BUFFALO, N.Y. —Two teenagers, who are thus far the only ones facing charges from a melee that resulted in a stabbing and shooting outside of Buffalo’s McKinley High School February 9, were back in Erie County Court on Wednesday where each appeared with new attorneys.
Because they appeared in juvenile court, and due to the possibility that their cases could still end up in family court, 2 On Your Side is not publishing their names at this time.
For now, the two 17-year-old defendants, both charged with attempted murder and assault, remain held without bail in the juvenile detention center on East Ferry.
The family of one of the defendants, who is charged with shooting a security guard during the incident and who is originally from Taiwan, was in court to hear a judge say that bail won’t be addressed until the next court date, which is scheduled for April 8.
The family has hired attorney Jeremy Schwartz to defend him.
“It’s tough being in East Ferry. He’s away from his family, he’s very young, and it’s very tough to deal with,” Schwartz said.
Louis Mussari represents the other defendant, who is accused of stabbing 14-year-old McKinley student Surgio Jeter 10 times.
Mussari says a wrinkle in the state’s relatively new Raise the Age law could aid in his effort to get his client released from custody and his case transferred to family court.
“The Raise the Age statute allows for family court removal,” Mussari said. “The District Attorney can object to that but they have to prove by a preponderance of the evidence that there was either serious physical injury or that the juvenile had a deadly weapon or used a deadly weapon.”
In court, Mussari stated that while his client admitted to police that he was involved in a fight with the victim, he denies he was the one (among a group of others who gathered during the fight) who actually stabbed him.
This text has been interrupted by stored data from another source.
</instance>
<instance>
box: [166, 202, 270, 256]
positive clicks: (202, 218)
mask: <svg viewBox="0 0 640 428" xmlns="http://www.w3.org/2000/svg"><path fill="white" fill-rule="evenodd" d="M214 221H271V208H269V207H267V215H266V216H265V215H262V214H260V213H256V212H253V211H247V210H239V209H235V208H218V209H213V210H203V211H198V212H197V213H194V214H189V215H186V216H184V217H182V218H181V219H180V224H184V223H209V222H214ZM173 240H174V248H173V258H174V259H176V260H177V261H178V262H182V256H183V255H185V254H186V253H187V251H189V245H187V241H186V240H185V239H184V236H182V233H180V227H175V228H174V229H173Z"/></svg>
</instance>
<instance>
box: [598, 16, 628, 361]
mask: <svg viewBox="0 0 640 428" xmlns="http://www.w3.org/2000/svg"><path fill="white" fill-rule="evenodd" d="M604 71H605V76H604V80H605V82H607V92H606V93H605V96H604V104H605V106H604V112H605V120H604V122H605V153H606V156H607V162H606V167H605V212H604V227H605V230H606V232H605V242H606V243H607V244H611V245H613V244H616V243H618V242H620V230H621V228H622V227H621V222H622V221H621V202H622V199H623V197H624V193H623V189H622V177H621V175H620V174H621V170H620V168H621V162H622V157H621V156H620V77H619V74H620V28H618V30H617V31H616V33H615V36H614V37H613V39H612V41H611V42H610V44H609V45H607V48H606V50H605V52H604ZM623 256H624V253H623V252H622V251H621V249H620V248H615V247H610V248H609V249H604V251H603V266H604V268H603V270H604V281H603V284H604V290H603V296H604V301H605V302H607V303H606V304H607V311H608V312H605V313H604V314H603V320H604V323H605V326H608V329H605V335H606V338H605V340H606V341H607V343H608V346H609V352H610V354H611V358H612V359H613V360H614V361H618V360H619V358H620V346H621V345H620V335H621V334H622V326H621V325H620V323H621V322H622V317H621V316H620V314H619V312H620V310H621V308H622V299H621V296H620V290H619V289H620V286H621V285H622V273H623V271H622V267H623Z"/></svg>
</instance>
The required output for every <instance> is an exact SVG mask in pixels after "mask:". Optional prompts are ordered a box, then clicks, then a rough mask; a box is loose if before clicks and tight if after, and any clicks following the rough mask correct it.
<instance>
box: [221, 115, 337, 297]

He also noted that prosecutors have yet to produce evidence, such as a knife, photographs, DNA, or witnesses, to prove his client actually did the stabbing.
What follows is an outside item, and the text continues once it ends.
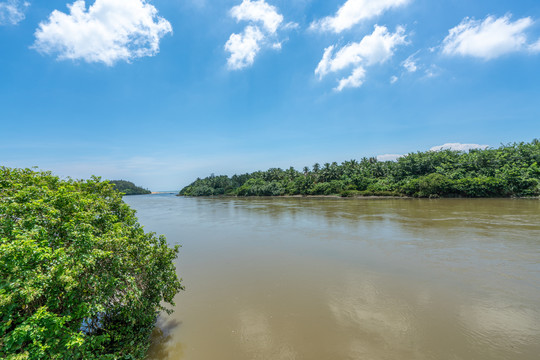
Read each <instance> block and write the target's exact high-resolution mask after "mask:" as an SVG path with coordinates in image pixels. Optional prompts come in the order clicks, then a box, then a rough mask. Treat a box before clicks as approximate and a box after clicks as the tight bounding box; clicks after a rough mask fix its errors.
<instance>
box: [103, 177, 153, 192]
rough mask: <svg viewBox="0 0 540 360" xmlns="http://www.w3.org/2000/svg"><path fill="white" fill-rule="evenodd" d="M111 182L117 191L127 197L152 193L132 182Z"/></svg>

Prosecutors, however, are quick to note that under certain circumstances someone involved in fight can still be held criminally liable for the conduct of another person who intercedes during a fight and that the defendant admitted being present and participating in the assault on Jeter.
Her again, though, he brings up the Raise the Age statute.
“The raise the age statute is silent on accessorial liability and while it’s good and fair you can indict under accessorial liability it’s not necessarily okay under the raise the age statute,” Mussari said. “I doesn’t mean there are sufficient ground to keep this case in county court.”
Mussari also notes his client is originally from Nepal and believes a language barrier may have played a part in him being charged as he was.
“That creates some issues which can call into question how dependable any sort of interview or statement is here,” he said.